Counselors like McCarthy must possess an M.S. in Vocational Rehabilitation. It’s also encouraged to obtain certification in the field through the non-profit Commission on Rehabilitation.

McCarthy was completing his graduate studies when the terror attacks of 9/11 took place.

“I’m also a veteran, and when I saw that, I decided I wanted to go to work for the V.A.,” he said.

He accepted a position in Seattle, where he worked for more than 13 years, before taking the newly created position in Traverse City.

McCarthy’s Detroit-based counterpart, John McCarthy, says there are 10 “outbased” offices like Traverse City’s in Michigan. The establishment of the office in Traverse City enabled those who wished to use the service to do so much more easily.

“Northern Michigan was under-served before,” said McCarthy, who is not related to Sean. “The nearest counselor’s office was in Mt. Pleasant. If you were in the eastern U.P. you had to go to Mount Pleasant or Iron Mountain.”

The counselors travel during the week to meet with veterans. Officials in Mt. Pleasant used to drive to Traverse City. Now, Sean McCarthy still drives to various parts of the region and the eastern U.P., but uses the Traverse City office as a home base.

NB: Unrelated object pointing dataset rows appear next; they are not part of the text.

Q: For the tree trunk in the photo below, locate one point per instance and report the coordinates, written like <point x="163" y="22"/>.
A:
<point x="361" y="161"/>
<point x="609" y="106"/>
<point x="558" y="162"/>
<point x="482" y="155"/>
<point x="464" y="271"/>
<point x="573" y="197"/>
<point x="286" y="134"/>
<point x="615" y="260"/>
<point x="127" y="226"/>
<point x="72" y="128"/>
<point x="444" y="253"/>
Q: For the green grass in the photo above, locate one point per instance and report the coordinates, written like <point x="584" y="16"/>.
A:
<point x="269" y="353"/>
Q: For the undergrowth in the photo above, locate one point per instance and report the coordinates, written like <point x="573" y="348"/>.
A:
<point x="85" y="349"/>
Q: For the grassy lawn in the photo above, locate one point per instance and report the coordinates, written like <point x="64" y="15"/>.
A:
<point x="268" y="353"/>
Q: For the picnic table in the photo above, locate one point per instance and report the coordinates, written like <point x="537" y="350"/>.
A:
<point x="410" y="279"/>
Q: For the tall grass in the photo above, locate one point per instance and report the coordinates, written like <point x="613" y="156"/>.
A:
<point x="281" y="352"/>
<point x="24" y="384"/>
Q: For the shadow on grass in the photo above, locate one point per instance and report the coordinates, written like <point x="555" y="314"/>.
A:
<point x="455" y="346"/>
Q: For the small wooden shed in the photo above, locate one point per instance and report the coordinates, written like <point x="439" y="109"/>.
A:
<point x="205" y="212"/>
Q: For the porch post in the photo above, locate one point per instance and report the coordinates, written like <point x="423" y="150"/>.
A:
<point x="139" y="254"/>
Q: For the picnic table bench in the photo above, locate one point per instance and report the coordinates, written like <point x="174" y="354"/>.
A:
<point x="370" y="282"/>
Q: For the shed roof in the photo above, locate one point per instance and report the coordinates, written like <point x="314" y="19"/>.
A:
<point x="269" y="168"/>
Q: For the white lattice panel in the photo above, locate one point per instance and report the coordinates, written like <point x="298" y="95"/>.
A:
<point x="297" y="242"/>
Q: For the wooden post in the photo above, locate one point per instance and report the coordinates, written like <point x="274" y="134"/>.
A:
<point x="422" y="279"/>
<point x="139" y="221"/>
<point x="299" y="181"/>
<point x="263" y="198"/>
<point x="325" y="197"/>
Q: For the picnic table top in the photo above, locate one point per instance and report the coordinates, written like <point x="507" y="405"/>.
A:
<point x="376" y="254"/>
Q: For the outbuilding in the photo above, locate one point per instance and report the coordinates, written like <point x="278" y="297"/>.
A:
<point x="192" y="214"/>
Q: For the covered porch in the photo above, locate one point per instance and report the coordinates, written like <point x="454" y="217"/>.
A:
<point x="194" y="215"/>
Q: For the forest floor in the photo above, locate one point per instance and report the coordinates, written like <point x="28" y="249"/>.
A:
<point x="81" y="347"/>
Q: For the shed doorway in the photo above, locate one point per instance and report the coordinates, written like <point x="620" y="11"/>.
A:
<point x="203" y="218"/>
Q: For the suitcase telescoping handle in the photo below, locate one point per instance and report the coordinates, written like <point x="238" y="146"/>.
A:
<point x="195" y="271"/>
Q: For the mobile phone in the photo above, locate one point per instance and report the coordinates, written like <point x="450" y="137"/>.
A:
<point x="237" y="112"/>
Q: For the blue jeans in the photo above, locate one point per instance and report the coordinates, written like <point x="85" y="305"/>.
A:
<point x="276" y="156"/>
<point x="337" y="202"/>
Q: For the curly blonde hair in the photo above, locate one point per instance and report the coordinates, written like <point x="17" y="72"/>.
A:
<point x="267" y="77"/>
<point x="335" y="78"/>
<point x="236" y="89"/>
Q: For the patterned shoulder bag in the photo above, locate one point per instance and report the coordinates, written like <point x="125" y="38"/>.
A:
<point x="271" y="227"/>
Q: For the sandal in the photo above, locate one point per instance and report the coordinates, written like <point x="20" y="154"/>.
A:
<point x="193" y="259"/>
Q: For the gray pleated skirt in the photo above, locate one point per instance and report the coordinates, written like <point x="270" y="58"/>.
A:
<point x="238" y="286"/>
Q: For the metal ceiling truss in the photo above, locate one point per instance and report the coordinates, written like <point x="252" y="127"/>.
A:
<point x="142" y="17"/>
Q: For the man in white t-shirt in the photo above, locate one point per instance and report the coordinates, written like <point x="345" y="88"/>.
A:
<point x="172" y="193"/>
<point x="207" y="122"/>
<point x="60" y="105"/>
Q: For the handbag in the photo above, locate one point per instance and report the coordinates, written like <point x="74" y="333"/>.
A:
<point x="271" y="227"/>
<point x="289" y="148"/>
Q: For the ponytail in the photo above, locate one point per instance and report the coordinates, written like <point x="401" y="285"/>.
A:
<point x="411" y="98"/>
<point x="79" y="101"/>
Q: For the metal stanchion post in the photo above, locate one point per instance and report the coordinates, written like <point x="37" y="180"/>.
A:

The services are available to any service member or veteran who is honorably discharged and has a disability rating of 20 percent or more from the Department of Veterans Affairs.

Both McCarthys say it is important that those receiving assistance realize that that nothing is guaranteed to them and the veteran must do their part.

“The veteran has to be invested in the program,” said John McCarthy. “It’s a partnership.”

Sean McCarthy said the effort comes from the vets themselves and that he and his colleagues are “just a support.”

“They have to get the interviews, do the interviews,” he said. “They’re 99 percent of it.”

To begin the process, northern Michigan applicants go online to ebenefits.va.gov. From there, they connect with Sean McCarthy and begin the process of identifying how their preferences and abilities match up with potential careers.

“Congress requires we do something more [than simply ask],” he said. “We do an interest inventory and find out what kind of work might be most compatible.”

Sean McCarthy says he is fully committed to serving veterans with disabilities and that working with the men and women who have put their life on hold to serve their country is innately rewarding.

“Many of these veterans have been through hell. They’ve risked everything in service to this country,” he said. “Helping a veteran get their life back, find their purpose again, now that the military experience is behind them, is the best part of what we do.”